Spahn fordert Finanzreform für Altenpflege

Die Gesellschaft wird älter, die Kosten für Pflege steigen. Der
Gesundheitsminister will die Finanzierung reformieren - über den
richtigen Weg gehen die Meinungen aber auseinander.

Berlin (dpa) - Bundesgesundheitsminister Jens Spahn (CDU) will die
Finanzierung der Altenpflege in Deutschland angesichts steigender
Kosten reformieren. «Wenn die Beiträge nicht immer weiter steigen
sollen, dann wird man auch über andere Finanzierungsmodelle
diskutieren müssen», sagte Spahn der «Bild»-Zeitung (Donnerstag).


Einer Studie der Bertelsmann-Stiftung zufolge wird der Beitragssatz
angesichts immer zahlreicherer Pflegebedürftiger weiter steigen
müssen. Bis zum Jahr 2045 rechnen die Autoren mit einer Steigerung
von heute 3,05 auf 4,25 Prozent. Das wären für ein heutiges
Durchschnittseinkommen fast 550 Euro mehr im Jahr. Bereits Anfang des
Jahres war der Beitragssatz um 0,5 Prozentpunkte angehoben worden.

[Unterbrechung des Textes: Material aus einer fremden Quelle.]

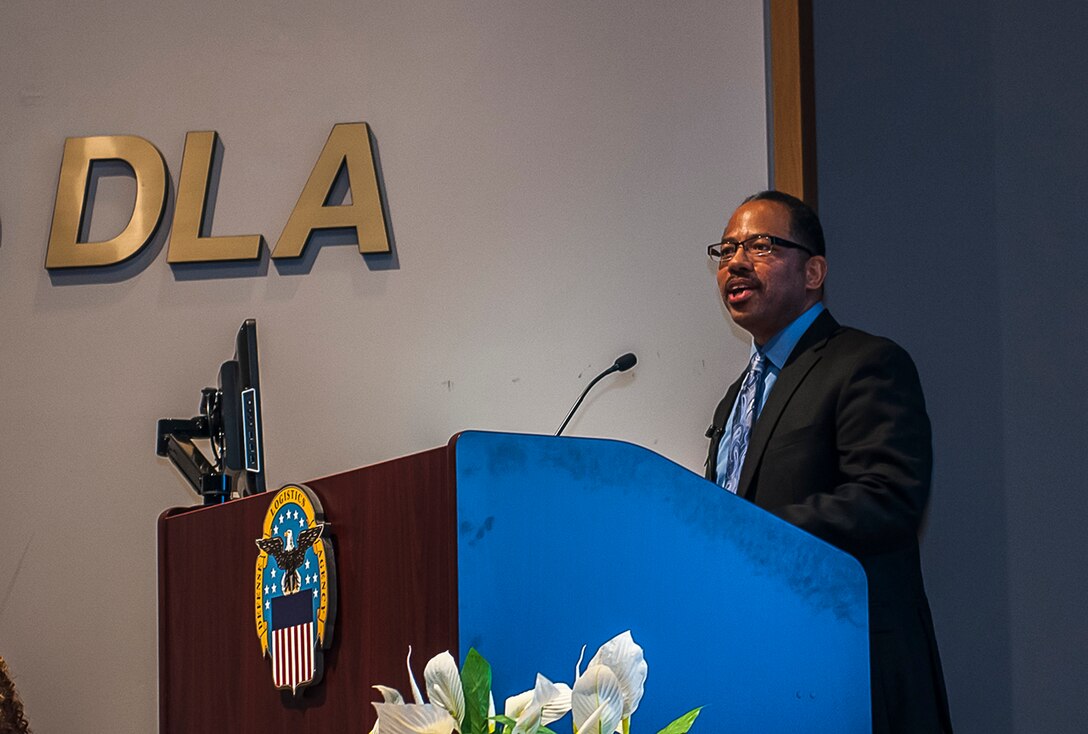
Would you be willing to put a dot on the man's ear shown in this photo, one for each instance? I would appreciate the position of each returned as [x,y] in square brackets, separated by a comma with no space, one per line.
[815,272]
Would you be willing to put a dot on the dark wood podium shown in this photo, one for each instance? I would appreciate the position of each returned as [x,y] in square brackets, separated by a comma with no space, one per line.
[526,547]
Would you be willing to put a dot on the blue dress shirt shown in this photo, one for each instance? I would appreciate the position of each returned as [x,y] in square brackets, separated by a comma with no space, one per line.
[776,351]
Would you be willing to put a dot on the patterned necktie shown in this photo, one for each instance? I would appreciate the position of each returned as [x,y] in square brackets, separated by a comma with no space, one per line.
[743,418]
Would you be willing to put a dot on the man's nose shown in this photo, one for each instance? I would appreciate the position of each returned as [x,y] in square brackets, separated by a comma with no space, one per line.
[740,262]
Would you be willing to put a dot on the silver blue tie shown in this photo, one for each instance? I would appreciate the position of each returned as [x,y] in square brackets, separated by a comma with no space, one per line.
[743,418]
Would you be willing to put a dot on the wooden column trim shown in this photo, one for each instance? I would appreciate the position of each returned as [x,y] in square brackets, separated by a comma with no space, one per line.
[792,102]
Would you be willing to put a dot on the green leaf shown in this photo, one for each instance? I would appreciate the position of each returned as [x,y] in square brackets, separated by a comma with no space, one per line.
[507,722]
[682,725]
[476,680]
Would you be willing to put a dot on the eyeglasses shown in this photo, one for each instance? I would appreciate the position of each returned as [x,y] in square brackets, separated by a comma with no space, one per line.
[756,246]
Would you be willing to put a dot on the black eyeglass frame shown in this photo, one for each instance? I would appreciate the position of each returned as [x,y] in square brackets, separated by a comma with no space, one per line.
[714,250]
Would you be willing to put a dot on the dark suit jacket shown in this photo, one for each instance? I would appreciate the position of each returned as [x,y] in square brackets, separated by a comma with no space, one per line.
[842,449]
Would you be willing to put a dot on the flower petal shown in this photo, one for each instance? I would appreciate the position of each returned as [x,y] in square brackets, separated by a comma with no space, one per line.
[413,719]
[417,696]
[444,685]
[623,656]
[388,695]
[597,700]
[515,705]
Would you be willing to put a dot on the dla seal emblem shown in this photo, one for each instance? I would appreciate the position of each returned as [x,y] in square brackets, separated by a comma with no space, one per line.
[295,588]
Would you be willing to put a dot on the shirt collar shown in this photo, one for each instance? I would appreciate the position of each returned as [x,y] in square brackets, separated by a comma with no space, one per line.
[779,347]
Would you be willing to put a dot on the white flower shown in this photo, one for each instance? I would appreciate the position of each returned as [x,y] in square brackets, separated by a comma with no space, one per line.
[532,709]
[444,688]
[596,701]
[413,719]
[625,658]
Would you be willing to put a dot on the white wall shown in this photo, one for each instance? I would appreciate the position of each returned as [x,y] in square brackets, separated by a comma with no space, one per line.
[553,170]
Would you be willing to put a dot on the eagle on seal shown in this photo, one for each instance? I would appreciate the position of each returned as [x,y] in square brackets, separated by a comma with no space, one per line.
[288,556]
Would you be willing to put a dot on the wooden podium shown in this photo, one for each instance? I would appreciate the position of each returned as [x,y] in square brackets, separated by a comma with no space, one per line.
[527,548]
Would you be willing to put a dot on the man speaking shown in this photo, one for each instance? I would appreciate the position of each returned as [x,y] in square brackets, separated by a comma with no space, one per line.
[827,428]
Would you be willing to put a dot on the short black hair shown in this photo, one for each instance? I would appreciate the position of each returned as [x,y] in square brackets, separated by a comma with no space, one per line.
[804,223]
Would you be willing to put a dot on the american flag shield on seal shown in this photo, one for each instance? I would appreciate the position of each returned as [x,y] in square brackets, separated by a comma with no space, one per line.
[295,589]
[293,641]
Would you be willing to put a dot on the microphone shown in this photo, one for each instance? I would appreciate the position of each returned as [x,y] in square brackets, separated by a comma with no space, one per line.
[622,363]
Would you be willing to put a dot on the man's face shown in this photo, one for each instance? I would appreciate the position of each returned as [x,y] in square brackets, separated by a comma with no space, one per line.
[765,295]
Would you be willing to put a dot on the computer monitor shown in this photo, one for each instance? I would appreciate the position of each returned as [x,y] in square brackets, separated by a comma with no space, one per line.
[231,421]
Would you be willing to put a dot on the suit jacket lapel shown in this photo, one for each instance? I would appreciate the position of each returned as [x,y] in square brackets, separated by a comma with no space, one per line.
[802,360]
[718,427]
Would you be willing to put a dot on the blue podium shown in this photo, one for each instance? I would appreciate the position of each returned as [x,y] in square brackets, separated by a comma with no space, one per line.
[568,542]
[527,548]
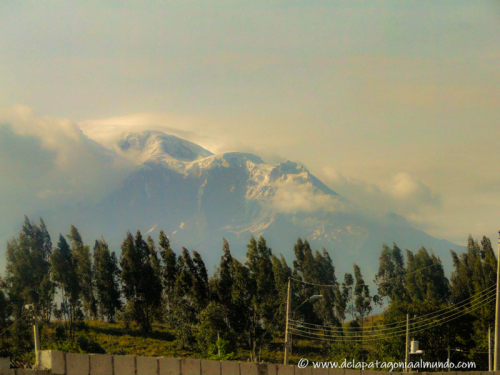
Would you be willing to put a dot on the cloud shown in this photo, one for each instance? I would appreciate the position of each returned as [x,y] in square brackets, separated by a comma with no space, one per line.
[402,194]
[291,196]
[47,162]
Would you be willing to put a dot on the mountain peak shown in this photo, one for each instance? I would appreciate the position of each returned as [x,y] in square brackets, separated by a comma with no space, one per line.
[156,145]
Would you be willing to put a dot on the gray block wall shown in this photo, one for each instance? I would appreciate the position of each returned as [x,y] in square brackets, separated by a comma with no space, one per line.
[59,363]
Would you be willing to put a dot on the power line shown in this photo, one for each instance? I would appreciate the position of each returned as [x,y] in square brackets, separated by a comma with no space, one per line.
[13,324]
[299,332]
[363,283]
[430,316]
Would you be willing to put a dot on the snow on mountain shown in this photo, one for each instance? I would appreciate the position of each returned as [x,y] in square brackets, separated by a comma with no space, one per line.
[159,146]
[198,198]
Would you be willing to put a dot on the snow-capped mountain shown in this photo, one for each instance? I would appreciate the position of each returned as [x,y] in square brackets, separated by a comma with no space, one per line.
[198,198]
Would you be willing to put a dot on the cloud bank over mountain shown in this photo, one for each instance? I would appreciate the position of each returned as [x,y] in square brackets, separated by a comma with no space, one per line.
[135,176]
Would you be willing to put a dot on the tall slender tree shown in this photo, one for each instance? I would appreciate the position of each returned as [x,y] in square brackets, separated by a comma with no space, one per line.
[83,270]
[64,264]
[107,280]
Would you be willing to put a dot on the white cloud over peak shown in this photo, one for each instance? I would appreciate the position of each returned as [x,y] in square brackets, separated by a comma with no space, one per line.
[402,194]
[48,161]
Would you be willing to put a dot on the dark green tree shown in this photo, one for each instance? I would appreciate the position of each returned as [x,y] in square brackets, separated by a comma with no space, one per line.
[28,270]
[362,298]
[390,278]
[141,285]
[170,271]
[64,264]
[83,259]
[106,280]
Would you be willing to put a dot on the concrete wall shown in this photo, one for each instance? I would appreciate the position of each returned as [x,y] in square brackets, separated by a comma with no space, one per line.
[60,363]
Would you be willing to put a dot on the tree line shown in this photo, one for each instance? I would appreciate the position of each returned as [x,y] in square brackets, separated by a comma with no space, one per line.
[243,305]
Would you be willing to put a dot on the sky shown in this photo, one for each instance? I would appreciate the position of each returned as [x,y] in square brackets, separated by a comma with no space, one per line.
[392,104]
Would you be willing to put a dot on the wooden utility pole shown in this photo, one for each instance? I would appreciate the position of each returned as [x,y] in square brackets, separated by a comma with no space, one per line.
[449,357]
[497,310]
[288,308]
[407,341]
[489,348]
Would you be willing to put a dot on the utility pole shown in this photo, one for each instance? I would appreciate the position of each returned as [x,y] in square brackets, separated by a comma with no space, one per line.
[288,308]
[449,357]
[489,348]
[497,311]
[36,333]
[407,341]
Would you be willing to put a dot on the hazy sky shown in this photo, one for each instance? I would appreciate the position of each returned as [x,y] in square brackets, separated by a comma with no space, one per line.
[393,104]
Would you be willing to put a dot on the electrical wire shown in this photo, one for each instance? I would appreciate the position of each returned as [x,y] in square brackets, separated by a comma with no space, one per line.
[430,316]
[363,283]
[415,326]
[337,338]
[413,329]
[13,324]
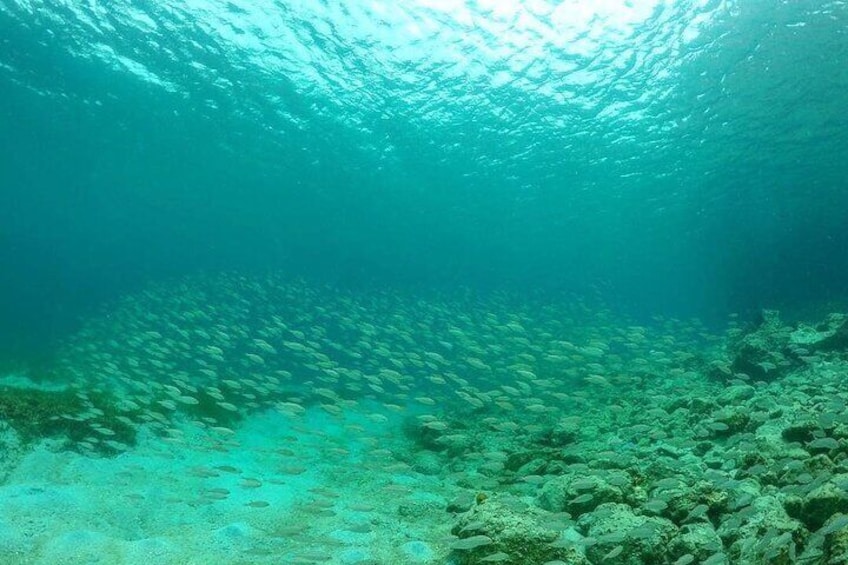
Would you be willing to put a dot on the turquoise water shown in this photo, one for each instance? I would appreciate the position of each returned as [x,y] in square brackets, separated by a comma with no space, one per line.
[426,281]
[680,157]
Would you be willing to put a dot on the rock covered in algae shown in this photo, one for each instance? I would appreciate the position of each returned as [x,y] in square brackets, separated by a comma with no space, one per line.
[829,335]
[621,536]
[761,353]
[501,532]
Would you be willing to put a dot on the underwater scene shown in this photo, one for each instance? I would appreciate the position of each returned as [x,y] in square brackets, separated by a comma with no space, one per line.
[423,282]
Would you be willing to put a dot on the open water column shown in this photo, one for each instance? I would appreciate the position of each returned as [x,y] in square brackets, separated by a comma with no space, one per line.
[436,282]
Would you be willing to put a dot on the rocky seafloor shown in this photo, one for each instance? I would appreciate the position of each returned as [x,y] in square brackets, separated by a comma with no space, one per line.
[243,421]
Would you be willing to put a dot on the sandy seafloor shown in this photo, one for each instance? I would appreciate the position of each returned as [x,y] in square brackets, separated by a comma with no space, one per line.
[162,503]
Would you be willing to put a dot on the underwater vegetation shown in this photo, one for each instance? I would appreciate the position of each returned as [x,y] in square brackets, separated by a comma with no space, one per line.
[89,421]
[563,432]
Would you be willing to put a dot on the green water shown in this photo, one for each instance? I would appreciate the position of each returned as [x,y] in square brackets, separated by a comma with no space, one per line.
[682,158]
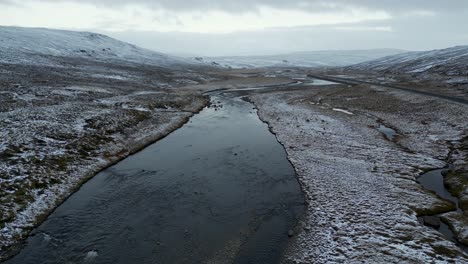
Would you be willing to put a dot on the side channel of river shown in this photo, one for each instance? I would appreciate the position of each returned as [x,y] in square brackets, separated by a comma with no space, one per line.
[218,190]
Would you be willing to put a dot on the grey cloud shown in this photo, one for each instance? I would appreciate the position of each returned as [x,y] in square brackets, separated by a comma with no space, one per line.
[312,5]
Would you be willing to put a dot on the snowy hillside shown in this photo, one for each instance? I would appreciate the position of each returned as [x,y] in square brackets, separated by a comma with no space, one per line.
[29,45]
[446,62]
[303,59]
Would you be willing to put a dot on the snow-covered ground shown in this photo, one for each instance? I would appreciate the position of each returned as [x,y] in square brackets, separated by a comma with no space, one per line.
[73,103]
[446,62]
[29,45]
[363,197]
[301,59]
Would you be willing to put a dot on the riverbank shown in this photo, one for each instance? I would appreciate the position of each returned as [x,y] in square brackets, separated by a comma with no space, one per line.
[363,197]
[58,136]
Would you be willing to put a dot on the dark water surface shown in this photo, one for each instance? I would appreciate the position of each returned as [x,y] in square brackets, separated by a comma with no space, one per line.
[218,190]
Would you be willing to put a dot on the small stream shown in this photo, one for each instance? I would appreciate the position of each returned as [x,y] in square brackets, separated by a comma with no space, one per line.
[434,181]
[218,190]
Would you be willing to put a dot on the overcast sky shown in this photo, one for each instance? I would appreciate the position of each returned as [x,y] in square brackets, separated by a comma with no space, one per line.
[243,27]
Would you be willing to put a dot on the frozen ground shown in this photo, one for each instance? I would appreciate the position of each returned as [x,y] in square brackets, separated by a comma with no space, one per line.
[363,198]
[302,59]
[438,71]
[73,103]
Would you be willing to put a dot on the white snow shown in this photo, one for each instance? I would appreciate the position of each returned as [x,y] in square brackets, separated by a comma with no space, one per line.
[25,45]
[359,187]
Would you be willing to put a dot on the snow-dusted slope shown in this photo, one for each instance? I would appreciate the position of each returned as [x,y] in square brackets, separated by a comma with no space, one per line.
[32,46]
[303,59]
[448,62]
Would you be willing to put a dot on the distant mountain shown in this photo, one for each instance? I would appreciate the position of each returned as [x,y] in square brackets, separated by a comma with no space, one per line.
[33,45]
[302,59]
[451,62]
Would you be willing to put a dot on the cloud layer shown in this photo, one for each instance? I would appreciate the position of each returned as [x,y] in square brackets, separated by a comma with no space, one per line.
[230,27]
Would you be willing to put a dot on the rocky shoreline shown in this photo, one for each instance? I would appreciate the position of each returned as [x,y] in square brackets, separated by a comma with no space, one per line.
[363,197]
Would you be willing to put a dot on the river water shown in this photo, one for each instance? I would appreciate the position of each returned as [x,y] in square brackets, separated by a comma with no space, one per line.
[218,190]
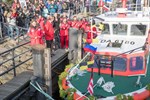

«Ich möchte einen offenen Dialog unter der Überschrift: Was ist uns
Pflege wert? Und wie entwickelt sich das auch in den nächsten zehn
bis zwanzig Jahren in einer älter werdenden Gesellschaft», sagte
Spahn am Donnerstag in Berlin. Auf ein konkretes Finanzierungsmodell
wollte der Minister sich zunächst nicht festlegen. «Das ist der
Beginn einer Debatte, da möchte ich nicht gleich schon die Ergebnisse
vorwegnehmen.»

Der stellvertretende SPD-Fraktionschef Karl Lauterbach sprach sich
für eine gemischte Finanzierung aus. «Mein Vorschlag: Dass wir die
Beiträge langsam erhöhen, die Steuermittel ebenfalls. Dass wir aber
auch Beamte und Privatversicherte stärker beteiligen, sonst ist das
schlicht ungerecht und Beitragserhöhungen nicht vermittelbar, wenn
nicht alle einzahlen.»

Die Arbeitgeber warnten vor einer zu starken Anhebung der
Sozialbeiträge. Der Hauptgeschäftsführer der Bundesvereinigung der
Deutschen Arbeitgeberverbände, Steffen Kampeter, sagte, ohne ein
Gegensteuern könnten die Beitragssätze zu den Sozialversicherungen in
den nächsten 20 Jahren auf rund 50 Prozent steigen. «Für Wachstum und

Beschäftigung wäre das ein Desaster.» Kampeter forderte, die Beiträ
ge
nicht über 40 Prozent steigen zu lassen.

Linke und Grüne forderten eine Einbeziehung der heute
Privatversicherten. Die Linke-Pflegeexpertin Pia Zimmermann verlangte
auch, die Beitragsbemessungsgrenze abzuschaffen. «Es ist völlig
unverständlich, warum Menschen, die viel verdienen, prozentual
weniger einzahlen als diejenigen mit weniger Gehalt», sagte sie. Die
Grünen bekräftigten ihre Forderung nach einer
Pflege-Bürgerversicherung, bei der alle Bürger und alle
Einkommensarten berücksichtigt würden.

Diese Forderung unterstützte auch AWO-Vorstandsmitglied Brigitte
Döcker: «Alle Berufsgruppen, Einkommensarten und auch
Privatversicherte müssen in die gesetzliche Pflegeversicherung
einbezogen werden», sagte sie am Donnerstag.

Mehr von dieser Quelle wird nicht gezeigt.